During the Cenozoic Era, some of the animals we see today had ancestors that were incredibly larger than the specimens wandering the earth now. For example, elephants had some pretty spectacular ancestors with longer, stronger tusks. Some of their distinct cousins were covered in hair (like the wooly mammoth). In this article, you will learn about prehistoric elephants, bears, and primates.

Longest Mastodon Tusk

The mastodon was a creature that lived from around 3.7 million years ago until about 10,000 years BC. The last surviving member of the mastodon family was called the North American proboscidean. Fossils of this beast have been uncovered in present-day Alaska, Florida, California, El Salvador, Honduras, and New England. The creature lived in a habitat characterized by cold spruce woodlands.

The mastodon was known for their tusks , a feature that gives them their similarity to the elephant and whooly mammoth. The tusks of the American mastodon sometimes exceeded five meters in length and curved upwards in a less dramatic manner than the woolly mammoth. The tusks most likely aided the mastodon in breaking branches and twigs, as well as helping the males win over a female in a mating challenge.

The longest mastodon tusk ever found measures 16 feet 6 inches. It was excavated in July of 2007 at a dig in Milia, Grevena in Greece.

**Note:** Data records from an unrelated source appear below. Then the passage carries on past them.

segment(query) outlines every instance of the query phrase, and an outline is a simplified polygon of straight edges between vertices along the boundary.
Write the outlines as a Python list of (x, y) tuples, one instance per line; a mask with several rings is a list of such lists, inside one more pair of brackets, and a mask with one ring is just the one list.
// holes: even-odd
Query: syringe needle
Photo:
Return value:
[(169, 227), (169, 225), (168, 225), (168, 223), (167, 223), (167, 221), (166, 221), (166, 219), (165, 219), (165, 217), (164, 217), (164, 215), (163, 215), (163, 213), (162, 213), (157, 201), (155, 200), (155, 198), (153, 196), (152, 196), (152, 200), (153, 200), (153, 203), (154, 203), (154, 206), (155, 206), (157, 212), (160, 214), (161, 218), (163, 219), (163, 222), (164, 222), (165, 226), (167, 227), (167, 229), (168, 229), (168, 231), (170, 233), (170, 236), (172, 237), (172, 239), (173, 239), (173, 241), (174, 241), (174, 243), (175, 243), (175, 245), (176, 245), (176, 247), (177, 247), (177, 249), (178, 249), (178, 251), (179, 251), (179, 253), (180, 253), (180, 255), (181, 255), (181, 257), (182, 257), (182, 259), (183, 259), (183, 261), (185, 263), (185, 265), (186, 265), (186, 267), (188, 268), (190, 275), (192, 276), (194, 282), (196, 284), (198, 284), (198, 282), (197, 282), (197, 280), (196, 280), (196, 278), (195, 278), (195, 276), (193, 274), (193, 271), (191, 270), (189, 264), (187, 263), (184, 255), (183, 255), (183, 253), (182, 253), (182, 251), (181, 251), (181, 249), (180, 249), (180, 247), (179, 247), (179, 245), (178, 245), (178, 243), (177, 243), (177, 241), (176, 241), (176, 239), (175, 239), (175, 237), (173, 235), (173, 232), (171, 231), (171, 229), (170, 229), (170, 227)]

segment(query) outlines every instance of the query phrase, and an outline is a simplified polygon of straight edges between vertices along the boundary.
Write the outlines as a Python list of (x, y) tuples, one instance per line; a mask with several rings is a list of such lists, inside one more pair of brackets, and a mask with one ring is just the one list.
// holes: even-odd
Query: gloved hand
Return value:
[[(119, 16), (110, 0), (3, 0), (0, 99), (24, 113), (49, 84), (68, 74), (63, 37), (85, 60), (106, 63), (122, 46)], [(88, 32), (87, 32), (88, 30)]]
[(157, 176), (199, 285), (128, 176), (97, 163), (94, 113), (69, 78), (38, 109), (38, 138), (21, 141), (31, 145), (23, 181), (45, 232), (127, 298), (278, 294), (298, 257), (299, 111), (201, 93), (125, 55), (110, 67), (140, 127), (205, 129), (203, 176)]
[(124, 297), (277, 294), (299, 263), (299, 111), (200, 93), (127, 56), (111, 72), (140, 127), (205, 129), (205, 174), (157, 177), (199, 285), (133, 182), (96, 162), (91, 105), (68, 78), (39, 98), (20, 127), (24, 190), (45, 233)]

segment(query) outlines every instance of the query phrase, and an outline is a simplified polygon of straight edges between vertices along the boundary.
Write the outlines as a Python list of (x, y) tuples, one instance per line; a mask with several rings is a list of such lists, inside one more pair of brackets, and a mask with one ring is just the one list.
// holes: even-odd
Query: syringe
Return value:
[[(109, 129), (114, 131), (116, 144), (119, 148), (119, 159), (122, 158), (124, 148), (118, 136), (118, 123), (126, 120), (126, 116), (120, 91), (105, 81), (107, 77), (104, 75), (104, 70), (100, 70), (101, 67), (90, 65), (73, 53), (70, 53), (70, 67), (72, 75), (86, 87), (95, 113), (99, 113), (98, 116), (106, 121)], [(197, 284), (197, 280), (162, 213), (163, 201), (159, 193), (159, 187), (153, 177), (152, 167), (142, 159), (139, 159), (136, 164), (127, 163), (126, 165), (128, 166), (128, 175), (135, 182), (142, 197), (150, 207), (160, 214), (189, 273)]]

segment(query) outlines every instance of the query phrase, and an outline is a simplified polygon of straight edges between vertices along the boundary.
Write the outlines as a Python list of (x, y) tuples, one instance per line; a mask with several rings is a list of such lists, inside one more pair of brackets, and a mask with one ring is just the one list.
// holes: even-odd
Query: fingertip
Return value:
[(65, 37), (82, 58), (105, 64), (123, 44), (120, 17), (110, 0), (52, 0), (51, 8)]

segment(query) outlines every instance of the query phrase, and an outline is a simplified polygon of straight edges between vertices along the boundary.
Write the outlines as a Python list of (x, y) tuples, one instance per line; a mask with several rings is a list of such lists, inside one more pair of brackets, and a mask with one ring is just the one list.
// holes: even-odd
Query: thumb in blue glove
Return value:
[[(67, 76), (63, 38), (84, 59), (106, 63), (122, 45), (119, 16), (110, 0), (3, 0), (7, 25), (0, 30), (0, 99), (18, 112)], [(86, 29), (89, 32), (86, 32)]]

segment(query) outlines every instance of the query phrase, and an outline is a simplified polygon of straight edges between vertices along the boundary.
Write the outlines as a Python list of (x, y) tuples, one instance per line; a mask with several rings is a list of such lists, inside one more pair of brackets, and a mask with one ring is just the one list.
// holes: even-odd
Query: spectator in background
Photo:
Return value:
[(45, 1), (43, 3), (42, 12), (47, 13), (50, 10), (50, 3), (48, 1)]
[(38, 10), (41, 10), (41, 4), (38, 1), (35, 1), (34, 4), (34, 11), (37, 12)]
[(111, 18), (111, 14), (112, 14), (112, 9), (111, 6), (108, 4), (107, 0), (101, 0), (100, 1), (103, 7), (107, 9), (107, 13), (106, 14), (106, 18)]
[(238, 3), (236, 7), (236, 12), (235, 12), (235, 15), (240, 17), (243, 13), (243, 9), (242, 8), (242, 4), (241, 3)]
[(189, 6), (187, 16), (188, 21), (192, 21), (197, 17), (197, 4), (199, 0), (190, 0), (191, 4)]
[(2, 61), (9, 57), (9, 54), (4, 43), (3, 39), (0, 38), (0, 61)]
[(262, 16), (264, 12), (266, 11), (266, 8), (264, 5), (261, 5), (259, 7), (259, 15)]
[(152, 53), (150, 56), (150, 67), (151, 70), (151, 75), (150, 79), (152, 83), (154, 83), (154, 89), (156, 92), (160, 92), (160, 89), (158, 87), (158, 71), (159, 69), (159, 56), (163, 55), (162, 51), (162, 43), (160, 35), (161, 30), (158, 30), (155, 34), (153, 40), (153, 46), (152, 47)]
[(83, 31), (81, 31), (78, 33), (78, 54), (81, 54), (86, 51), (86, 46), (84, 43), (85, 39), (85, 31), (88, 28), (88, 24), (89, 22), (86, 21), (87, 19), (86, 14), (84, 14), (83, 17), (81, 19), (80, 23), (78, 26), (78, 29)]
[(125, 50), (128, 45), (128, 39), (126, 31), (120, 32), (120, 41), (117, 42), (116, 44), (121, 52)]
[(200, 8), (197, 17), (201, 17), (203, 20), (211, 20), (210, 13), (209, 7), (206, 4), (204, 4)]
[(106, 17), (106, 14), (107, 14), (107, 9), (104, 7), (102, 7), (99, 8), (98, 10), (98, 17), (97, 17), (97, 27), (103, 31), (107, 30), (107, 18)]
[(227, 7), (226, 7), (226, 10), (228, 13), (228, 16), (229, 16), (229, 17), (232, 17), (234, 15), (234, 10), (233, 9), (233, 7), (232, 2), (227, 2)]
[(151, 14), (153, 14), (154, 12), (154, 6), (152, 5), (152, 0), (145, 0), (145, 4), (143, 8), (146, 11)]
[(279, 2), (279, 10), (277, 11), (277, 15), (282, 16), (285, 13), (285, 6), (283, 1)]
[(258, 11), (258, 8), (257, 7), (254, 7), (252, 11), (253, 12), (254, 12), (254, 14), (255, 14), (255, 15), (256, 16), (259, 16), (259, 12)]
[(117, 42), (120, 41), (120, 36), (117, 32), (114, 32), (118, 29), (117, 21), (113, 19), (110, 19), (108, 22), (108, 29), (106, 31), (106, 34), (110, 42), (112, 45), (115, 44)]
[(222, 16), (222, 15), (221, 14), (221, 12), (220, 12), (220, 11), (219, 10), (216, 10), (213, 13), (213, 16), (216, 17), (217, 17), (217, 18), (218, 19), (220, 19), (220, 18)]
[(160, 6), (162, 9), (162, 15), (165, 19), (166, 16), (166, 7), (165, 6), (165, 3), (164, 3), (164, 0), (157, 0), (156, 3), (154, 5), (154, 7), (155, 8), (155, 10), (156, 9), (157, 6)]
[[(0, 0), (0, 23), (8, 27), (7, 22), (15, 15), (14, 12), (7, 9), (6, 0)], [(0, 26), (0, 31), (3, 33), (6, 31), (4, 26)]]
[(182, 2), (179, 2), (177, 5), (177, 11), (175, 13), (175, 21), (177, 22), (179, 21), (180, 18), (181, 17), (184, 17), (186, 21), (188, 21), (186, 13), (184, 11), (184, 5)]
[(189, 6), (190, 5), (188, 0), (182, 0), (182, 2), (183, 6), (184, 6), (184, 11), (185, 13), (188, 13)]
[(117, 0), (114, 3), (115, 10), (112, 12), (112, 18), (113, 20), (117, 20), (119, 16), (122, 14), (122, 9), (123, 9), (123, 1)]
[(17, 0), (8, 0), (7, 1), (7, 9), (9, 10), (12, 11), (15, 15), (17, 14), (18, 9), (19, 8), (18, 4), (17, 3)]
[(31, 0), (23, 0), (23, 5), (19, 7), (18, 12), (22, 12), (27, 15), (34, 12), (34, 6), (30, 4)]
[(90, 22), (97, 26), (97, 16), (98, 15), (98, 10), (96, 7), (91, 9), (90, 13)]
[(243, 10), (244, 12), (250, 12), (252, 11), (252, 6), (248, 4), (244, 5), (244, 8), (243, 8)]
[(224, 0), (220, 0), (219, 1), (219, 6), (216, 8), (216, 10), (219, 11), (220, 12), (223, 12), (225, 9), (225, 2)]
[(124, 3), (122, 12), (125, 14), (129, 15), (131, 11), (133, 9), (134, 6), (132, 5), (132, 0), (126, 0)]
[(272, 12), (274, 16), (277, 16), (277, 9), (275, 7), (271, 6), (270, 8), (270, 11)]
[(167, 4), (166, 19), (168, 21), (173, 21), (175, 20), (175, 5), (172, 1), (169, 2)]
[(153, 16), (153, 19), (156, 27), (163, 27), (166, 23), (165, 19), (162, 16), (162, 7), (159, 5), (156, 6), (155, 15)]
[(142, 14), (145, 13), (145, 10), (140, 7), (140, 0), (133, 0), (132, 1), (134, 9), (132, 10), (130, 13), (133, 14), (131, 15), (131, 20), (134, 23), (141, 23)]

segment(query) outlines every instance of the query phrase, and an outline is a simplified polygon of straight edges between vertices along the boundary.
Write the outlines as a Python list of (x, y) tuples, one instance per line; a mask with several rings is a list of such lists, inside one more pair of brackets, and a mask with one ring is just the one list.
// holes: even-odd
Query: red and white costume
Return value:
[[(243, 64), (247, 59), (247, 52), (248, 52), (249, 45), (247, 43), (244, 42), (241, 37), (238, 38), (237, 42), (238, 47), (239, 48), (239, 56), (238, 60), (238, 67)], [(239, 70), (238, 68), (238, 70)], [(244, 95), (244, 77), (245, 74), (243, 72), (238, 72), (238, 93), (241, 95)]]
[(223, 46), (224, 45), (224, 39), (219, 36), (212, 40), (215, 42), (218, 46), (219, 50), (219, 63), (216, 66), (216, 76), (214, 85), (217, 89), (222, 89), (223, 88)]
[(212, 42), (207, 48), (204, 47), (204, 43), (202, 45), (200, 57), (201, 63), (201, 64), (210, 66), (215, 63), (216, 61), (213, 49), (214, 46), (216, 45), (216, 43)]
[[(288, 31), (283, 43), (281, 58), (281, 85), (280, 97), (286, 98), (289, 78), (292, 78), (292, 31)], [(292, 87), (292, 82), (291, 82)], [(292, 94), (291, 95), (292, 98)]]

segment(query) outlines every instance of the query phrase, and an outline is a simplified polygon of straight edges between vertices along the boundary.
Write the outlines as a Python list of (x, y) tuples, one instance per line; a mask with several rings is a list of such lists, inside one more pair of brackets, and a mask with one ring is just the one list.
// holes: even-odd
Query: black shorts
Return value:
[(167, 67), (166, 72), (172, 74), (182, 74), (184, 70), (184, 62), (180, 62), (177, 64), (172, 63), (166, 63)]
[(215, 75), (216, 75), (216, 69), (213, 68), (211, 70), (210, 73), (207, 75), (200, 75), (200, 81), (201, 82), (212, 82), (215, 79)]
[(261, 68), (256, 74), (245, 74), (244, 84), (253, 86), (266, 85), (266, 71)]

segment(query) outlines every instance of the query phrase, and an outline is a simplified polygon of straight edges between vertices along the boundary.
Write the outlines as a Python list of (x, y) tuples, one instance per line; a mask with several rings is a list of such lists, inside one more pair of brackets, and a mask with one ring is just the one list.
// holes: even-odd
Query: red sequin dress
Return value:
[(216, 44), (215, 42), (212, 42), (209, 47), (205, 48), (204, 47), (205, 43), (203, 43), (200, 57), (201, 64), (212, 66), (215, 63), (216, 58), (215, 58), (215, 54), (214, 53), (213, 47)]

Most Complete Fossil Primate

The most complete fossil of an early primate that had been discovered to date was the remains of a creature that resembled the lemur of today. It was called Darwinius masillae and its fossil was located in Germany in 1993. The specimen was of a female that measure 3 feet long. While the find was discovered in 1993, it wasn’t until May of 2009 that news of the discovery hit the headlines. An international team of scientists shared with the rest of the world that the primate dated back 47 million years ago.

Largest Elephant Ever

When central Europe was a budding region millions of years ago, the Steppe mammoth Mamuthus trogontherii was a giant cousin of the present-day elephant. A fragmentary skeleton of the species was located in Mosbach, Germany that suggests it was 14 feet 9 inches tell at the shoulder height, which compares to the largest recorded African elephant, which has a shoulder height of 12 feet. These types of creatures could weigh more than 9 tons.

Largest Bear

Out of all the bear species that roamed the earth in history, the giant short-faced bear (Arctodus simus) is known as the largest of all time. The prehistoric species was also called the bulldog bear and it weight an estimated 1,322 to 1,763 pounds. The males were larger than their female counterparts. When they were positioned on all fours, they stood around 5 feet 3 inches at the shoulder.